The 2001 bill irked then-Sen. John Ensign, R-Nev., who told The New York Times that between 97 and 99 percent of sports gambling was done illegally and outside regulated casinos.
“To think that doing something about this tiny percentage in Nevada is going to do anything constructive is ludicrous,” Ensign said.
McCain reversed his position on collegiate gambling several years ago.
Water fight
As a presidential candidate in 2000, McCain also called for renegotiating the 1922 Colorado River Compact that divvied up water from the river to Western states, including Nevada.
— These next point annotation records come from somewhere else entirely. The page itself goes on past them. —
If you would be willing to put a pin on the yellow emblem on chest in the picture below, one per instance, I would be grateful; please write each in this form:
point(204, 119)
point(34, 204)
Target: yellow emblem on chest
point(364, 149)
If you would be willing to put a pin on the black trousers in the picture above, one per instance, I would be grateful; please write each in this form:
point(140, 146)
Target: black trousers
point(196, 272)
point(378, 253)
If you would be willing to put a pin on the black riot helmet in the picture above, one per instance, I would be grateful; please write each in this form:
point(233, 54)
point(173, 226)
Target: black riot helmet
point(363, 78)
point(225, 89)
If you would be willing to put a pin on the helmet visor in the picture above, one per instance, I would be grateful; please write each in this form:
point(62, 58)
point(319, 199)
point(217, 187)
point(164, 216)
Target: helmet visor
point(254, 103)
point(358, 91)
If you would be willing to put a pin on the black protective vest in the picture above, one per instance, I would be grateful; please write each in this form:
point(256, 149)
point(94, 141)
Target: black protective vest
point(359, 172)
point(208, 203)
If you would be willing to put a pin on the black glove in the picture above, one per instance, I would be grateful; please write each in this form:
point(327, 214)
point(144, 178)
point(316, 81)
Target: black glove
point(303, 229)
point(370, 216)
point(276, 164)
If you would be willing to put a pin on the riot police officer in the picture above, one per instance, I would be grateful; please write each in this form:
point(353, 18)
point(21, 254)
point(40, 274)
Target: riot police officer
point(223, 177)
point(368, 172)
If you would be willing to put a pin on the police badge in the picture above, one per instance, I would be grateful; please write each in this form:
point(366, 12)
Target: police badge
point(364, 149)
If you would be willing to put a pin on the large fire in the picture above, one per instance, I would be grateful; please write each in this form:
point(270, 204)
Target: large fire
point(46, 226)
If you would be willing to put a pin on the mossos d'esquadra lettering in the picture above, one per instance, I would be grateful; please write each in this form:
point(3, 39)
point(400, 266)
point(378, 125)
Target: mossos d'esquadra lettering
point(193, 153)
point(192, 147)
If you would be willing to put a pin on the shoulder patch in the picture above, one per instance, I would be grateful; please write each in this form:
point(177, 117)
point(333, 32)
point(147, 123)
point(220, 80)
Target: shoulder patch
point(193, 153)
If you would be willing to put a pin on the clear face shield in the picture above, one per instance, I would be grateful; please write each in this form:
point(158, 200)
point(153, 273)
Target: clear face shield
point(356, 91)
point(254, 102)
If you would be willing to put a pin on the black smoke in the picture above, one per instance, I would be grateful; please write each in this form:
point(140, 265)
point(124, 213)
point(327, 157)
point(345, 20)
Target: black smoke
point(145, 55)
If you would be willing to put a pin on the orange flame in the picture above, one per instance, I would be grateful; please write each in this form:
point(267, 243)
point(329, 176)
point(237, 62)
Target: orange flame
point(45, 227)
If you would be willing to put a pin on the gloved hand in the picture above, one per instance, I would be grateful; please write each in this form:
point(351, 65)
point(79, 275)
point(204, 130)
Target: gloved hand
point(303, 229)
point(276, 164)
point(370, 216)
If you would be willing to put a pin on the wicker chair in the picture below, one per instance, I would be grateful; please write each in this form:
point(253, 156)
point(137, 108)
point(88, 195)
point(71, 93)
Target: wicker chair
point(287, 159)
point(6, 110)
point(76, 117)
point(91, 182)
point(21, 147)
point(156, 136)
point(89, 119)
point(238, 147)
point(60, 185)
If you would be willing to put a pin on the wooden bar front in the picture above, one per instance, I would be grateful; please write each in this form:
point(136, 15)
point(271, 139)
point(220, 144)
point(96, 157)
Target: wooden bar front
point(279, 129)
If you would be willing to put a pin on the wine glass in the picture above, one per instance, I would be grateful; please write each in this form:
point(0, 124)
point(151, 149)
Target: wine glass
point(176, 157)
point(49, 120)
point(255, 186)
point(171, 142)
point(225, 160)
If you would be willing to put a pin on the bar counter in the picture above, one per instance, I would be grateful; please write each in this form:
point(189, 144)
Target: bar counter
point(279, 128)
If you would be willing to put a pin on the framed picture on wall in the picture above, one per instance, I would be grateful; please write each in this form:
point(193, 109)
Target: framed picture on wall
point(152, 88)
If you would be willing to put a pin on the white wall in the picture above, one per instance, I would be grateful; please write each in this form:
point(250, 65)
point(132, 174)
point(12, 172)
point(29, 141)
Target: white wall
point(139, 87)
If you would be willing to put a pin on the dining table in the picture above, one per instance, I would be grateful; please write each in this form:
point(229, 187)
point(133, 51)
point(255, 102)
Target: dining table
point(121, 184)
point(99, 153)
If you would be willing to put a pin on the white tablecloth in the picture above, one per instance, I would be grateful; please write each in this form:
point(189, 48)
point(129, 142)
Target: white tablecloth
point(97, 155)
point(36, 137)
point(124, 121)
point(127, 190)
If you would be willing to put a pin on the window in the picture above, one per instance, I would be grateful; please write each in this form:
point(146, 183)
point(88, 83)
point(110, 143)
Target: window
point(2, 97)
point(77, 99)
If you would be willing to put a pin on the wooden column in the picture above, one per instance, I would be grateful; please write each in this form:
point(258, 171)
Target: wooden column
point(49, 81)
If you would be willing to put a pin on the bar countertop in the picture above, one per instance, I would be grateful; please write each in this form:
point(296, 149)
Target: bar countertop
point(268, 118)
The proposal stirred emotions from the Rocky Mountains to the Sea of Cortez, with most characterizing it as a water grab for Arizona, California and Nevada.
But Silver State officials also worried the proposal would be advantageous to more populous Arizona and Southern California, since future flows would be based on population.
McCain’s proposal went nowhere, and years later he joined Reid to name the U.S. Highway 93 Hoover Dam bypass near Boulder City the Mike O’Callaghan-Pat Tillman Memorial Bridge.
The bridge and bypass, to this day, provide a quick traffic route between Las Vegas and Phoenix.